Our family is very fortunate to have some good friends who are hardy backpackers. One of the most important things I have learned about backpacking motivation is that friends who backpack with children can do a lot to encourage each other to hit the trails. Even outdoorsy folks like myself can lose motivation. There have been summers where the weather was hot, life was busy with the kids summer activities, and it was just easier to car camp off of some Forest Service road by a lake. This year, we did a lot of discussing with our friends, and decided we were going to get out there for a good handful of trips. The kids were all getting old enough, we had taken stock and updated our gear, and with no major events like moving going on this summer, we wanted to get out there as much as possible.
When our July trip was getting close, we looked through a book on hikes with children, and decided on the Larison Cove hike off of Hills Creek Reservoir outside of Oakridge. With young children and their new puppy along, the distance was right, the elevation was right for avoiding mosquitoes, and the swimming potential for the hot days was crucial. I'll admit, that in spite of all these good things going for it, I was not enthusiastic about our choice of hike. I was wanting spectacular views, high mountain lakes, and all sorts of things that just didn't fit with all our criteria for this trip. This is where having backpacking friends for motivation becomes important. A couple of days before the trip, I started to feel like the week was too busy, I didn't like the hike we picked, and it would just be easier to car camp at a lake somewhere. But, I wanted to spend time with our friends, and we had made a plan, so I stuck with it. The day before the trip, my friend called to say that she was overwhelmed with packing, she wasn't so sure about the location off of the reservoir, and maybe we should just dayhike instead. I encouraged her to stick to the backpacking plan, even if we needed to pick a different hike. So, we all decided to stick to the plans, and headed out Saturday morning for Larison Cove. Had it just been our family, or just their family, the backpacking plans would have been scrapped.
The hike in to the campsite was just right for a hot, summer day after a long, busy week. We went a mile and a half without any major uphill climbs along Larison Cove until we came to some campsites where the creek flowed in. There were four really nice tent sites with fire pits in the trees, and we picked the one at the edge of the trees by the water. When you think about it, it's easy to see a 1 1/2 mile trip as pointless for all the trouble of packing gear, but actually, it does get you quite a ways off the beaten path. Other up-sides of short backpacking distances are that the kids don't get so worn out and cranky, there's no need to stop for rest breaks, and you only have to hike that short distance out. And, new puppies can come along.
Our friends brought their golden doodle pup, Curly Willow. It was a lot of fun having a little ball of fluff along to play and snuggle with the children.

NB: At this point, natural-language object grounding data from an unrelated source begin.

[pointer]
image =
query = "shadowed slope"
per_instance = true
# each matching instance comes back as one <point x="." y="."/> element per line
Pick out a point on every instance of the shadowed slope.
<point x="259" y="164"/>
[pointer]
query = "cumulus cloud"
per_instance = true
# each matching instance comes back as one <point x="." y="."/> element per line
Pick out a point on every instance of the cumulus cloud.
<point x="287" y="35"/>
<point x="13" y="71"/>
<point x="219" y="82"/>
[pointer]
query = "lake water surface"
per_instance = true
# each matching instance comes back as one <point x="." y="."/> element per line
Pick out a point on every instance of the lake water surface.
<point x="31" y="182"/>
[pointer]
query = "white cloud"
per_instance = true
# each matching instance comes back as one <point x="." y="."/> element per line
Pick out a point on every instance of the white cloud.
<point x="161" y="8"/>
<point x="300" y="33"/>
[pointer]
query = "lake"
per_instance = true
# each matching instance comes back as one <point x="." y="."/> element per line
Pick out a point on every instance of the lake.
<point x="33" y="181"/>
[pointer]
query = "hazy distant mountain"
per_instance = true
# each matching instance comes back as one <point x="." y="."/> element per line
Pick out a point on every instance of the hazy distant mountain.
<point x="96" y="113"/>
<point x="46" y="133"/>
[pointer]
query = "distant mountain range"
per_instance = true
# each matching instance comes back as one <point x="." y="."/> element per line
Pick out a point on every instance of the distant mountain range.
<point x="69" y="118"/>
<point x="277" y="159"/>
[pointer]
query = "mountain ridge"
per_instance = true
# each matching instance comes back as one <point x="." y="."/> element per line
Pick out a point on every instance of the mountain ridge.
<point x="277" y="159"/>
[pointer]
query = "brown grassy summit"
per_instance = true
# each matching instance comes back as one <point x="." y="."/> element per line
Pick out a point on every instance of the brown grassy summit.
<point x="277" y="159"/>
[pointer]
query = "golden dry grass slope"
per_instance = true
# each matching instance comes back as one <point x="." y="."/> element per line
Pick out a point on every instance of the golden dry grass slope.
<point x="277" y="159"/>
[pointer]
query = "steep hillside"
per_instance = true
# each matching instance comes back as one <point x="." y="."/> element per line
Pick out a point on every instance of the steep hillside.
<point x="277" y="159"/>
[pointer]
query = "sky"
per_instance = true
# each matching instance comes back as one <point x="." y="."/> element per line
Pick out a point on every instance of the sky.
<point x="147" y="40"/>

She spent a lot of time napping around the campsite and just being cute.
We swam and splashed the day away. The cold mountain stream water was exactly what I needed on that hot, July day. The kids had fun finding frogs and sliding down the natural water slide. We sunbathed and dried off in the dappled shade on the flat, mossy rocks by the pool. Aside from a few mountain bikers who rode past, we had the whole place to ourselves! We all agreed that we were so glad we had made the trip in spite of our last-minute misgivings. Thank goodness for dedicated backpacking friends!

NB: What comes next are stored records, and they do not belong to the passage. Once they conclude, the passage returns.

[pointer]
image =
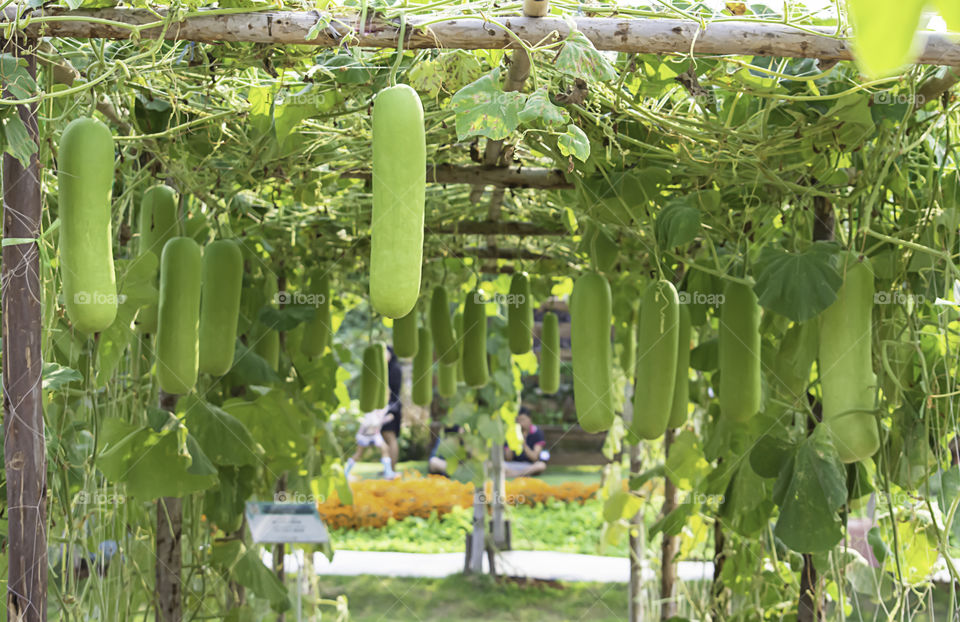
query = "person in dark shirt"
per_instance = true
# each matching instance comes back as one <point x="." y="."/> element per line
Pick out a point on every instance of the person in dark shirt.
<point x="391" y="427"/>
<point x="532" y="459"/>
<point x="437" y="464"/>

To get to the Larison Creek trailhead, travel east on Highway 58 from the City of Oakridge for 2 miles to Kitson Springs County Road. Turn right and proceed on Kitson Springs County Road for 0.5 miles to Forest Road 21. Turn right and continue for 3 miles to the trailhead at Larison Cove. Then turn right into the trailhead parking lot.

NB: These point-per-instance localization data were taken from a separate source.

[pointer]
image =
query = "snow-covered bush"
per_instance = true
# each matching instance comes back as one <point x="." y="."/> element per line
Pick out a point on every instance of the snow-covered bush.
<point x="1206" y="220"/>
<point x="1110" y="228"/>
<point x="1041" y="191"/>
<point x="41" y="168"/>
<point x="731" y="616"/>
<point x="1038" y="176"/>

Here is a link to the National Forest website: Larison Creek Trail # 3646
One important thing to note is that there is a lot of poison oak along the sides of the trail around the reservoir and in one patch on the trail between the campsites and the pool. Know what it looks like, be aware and stay in the middle of the trail, keeps dogs on a leash, and wear long pants if you're very poison oak sensitive. There is no poison oak around the campsites and most of the trail along the creek since it is in the shady woods.